The past two weeks have cemented Romney’s reputation as an attacker. Look at who he is attacking now: college students.
Most college students have low incomes, with either low wages or no wages at all. Well, let’s face it, most college students live in poverty, almost like refugees. They have no proper place to live, just a bed and a desk. They are forced to subsist on institutional food that is not always above the standards of fast food. But they do it for a reason: to gain knowledge, skills, and a educational certificate (often a diploma) that may qualify them for specific jobs.
College students work harder than almost anyone in the United States. They certainly work harder than candidate Romney, who at a glance, obviously doesn’t have a midterm in the morning to worry about.
And so it is startling to see Romney castigate the majority of college students, grouped together with Wall Street billionaires and the various other miscellaneous groups of people whose taxable income is too low for them to pay federal income taxes. In a secret speech delivered to financial supporters in May, but which Romney reaffirmed in comments yesterday, he suggested that everyone who doesn’t pay federal income taxes in any given year is a lazy freeloader living off of the government. It is an astonishingly harsh indictment of the people who, as a group, are working harder, taking more risk and responsibility, and looking farther into the future than anyone else, but it gets worse. College students are dead to Romney. In his opinion, they will never become contributing members of society:
[M]y job is is not to worry about those people. I’ll never convince them they should take personal responsibility and care for their lives.
To be fair, the “47 percent of the people” who don’t pay income taxes is a broad group that includes more than just college students. The largest segment of people who don’t pay federal income tax is retirees. Romney surely intended to direct his ire mainly at retirees, particularly with the lines that refer to people “who believe the government has a responsibility to care for them, who believe that they are entitled to health care . . .” But he said nothing to exclude students from his remarks, and some of what he said seems to be directed more toward students than anyone else.
In any case, it makes sense to think of students as the core group of the “47 percent.” Hardly anyone really means to retire with an income so low that they are exempt from federal income tax. That’s something that happens to people as a result of ill health and other misfortune, employers’ mandatory retirement rules, and plans that go astray. Similarly, no one chooses to be among the ranks of the long-term unemployed. There are subsistence farmers, but not many, and that too is usually a desperate choice in a context where good jobs are unavailable (and proper farming equipment is out of reach). Similarly, there are business owners whose businesses lose money in a given year, but businesses are carried on for the years that are profitable. There are single parents whose living expenses are high enough that even with a full-time minimum-wage job they do not owe income taxes, but who really chooses to be a single parent? People do voluntarily choose to be high school students for a year or two after they pass the legal dropout age, but high school is is seen as civic responsibility in a way that college is not.

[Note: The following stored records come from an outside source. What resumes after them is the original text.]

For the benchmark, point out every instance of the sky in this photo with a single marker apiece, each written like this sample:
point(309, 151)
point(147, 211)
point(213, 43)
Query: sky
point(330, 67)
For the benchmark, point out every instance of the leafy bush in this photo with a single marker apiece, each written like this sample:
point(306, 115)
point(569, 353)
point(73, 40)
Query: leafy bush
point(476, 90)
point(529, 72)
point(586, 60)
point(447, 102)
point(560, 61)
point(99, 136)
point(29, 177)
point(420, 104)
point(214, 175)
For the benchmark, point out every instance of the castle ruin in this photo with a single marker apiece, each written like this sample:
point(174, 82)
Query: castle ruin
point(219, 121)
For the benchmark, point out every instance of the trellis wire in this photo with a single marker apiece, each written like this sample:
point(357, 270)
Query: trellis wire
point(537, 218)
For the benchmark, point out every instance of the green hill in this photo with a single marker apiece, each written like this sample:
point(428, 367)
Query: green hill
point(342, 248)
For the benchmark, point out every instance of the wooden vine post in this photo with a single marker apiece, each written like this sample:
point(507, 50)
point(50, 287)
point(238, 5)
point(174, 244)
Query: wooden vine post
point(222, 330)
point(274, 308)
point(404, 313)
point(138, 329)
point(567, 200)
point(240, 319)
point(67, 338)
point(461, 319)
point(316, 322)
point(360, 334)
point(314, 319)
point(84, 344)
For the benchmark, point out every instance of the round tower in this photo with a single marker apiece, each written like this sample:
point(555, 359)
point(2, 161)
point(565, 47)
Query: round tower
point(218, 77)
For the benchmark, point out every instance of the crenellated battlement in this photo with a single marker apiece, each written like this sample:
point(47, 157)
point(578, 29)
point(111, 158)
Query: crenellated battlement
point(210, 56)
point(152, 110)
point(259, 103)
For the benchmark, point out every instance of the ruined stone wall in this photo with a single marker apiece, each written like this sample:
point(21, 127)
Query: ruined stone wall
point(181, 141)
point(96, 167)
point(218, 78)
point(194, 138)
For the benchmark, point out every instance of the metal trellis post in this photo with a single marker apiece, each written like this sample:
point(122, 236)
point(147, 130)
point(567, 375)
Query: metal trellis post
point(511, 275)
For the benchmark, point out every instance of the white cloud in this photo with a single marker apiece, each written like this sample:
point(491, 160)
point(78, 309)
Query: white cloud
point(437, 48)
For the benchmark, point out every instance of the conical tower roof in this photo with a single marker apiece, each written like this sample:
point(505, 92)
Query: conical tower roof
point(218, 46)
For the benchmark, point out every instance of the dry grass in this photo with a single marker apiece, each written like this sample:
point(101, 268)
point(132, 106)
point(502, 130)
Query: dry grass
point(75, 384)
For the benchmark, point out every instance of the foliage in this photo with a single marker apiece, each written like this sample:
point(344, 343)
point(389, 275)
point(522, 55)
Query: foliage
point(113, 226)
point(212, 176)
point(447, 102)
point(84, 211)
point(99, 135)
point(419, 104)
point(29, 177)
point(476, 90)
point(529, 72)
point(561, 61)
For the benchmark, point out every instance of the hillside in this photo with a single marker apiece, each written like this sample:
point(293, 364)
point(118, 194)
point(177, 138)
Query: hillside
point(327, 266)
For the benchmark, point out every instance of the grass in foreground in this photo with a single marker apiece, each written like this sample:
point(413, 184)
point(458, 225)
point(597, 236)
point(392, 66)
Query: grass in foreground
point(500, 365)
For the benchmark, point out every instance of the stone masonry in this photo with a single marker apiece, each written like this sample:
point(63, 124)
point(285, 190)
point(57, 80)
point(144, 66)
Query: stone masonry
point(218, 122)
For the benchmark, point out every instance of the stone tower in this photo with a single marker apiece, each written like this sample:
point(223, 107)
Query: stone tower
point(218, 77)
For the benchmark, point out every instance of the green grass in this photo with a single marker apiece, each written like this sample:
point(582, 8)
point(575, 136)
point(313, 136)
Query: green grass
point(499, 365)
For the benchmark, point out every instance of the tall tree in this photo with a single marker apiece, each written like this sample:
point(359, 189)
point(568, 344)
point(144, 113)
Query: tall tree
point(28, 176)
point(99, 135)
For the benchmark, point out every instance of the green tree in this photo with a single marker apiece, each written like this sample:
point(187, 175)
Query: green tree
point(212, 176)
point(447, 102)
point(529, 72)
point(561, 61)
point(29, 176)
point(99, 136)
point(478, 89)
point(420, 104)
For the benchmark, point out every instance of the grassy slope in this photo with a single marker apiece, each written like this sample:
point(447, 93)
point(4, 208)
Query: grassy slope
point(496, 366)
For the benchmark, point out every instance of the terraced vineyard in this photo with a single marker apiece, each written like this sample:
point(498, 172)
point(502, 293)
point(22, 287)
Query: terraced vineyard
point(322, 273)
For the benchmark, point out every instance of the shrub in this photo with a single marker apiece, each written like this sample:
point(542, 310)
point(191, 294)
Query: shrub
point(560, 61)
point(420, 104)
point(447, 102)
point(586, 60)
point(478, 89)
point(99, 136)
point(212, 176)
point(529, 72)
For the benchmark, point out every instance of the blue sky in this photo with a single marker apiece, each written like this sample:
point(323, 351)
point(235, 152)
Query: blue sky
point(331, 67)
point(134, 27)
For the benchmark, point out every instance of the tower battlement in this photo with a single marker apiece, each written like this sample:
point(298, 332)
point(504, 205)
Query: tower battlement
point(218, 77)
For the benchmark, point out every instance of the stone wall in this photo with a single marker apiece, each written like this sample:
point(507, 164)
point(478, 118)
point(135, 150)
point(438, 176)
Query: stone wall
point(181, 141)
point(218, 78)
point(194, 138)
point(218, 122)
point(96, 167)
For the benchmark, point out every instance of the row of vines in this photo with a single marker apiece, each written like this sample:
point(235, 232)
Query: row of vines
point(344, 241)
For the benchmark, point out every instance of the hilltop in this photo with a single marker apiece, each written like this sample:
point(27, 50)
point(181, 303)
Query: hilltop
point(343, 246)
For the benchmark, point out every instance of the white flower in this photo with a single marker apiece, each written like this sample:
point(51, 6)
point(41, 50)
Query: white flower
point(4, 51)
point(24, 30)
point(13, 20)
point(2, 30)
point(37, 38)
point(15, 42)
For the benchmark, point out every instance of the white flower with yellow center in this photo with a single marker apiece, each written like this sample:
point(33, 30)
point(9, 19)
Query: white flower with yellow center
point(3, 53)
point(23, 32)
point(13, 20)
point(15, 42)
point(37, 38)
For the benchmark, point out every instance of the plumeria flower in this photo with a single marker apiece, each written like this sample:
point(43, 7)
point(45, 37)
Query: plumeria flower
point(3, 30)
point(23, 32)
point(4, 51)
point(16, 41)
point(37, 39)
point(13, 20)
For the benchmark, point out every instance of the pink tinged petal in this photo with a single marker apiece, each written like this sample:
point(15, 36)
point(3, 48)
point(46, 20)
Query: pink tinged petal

But people do voluntarily choose, by the tens of millions, to be full-time college students, in spite of the hard work and sacrifices required, and even if it means accepting financial support from others. So the “47 percent” is fundamentally about college students if it is about anyone at all.
This, of course, is not the first time that Romney has alluded to his low regard for students, but it is the most emphatically dismissive he has been since he became a candidate. I worry that students, who know all too well what their income and total taxes owed were the last time they filled out a form 1040, may hear Romney’s comments and worry that their country does not value or honor their efforts. And this is not just a casual or moral concern. There is so much pressure on college students already, hearing a presidential candidate tell them to drop dead could have bad consequences. I hope that today or in the coming days, a prominent public figure can make a statement to counter Romney’s attack. This cannot come from Romney himself, who since the convention seems to have become an attack specialist. Perhaps a statement in support of college students could come from Dr. Jill Biden, who has a special interest in college education. Or, perhaps everyone who cares about education and students should say something, in the hope that a chorus of support for college students will drown out Romney’s vitriol.
For my part, I can say that I know from personal experience how hard college students work, and I consider it unfair how much is expected of them. I know I regularly caution people not to take on excessive financial risk to get a college education, but for anyone who is already in college, my advice is this: give it everything you have, learn whatever you can, and cheerfully accept whatever financial support you can get for now, as if the future of the world depends on it — because, in a sense, it does.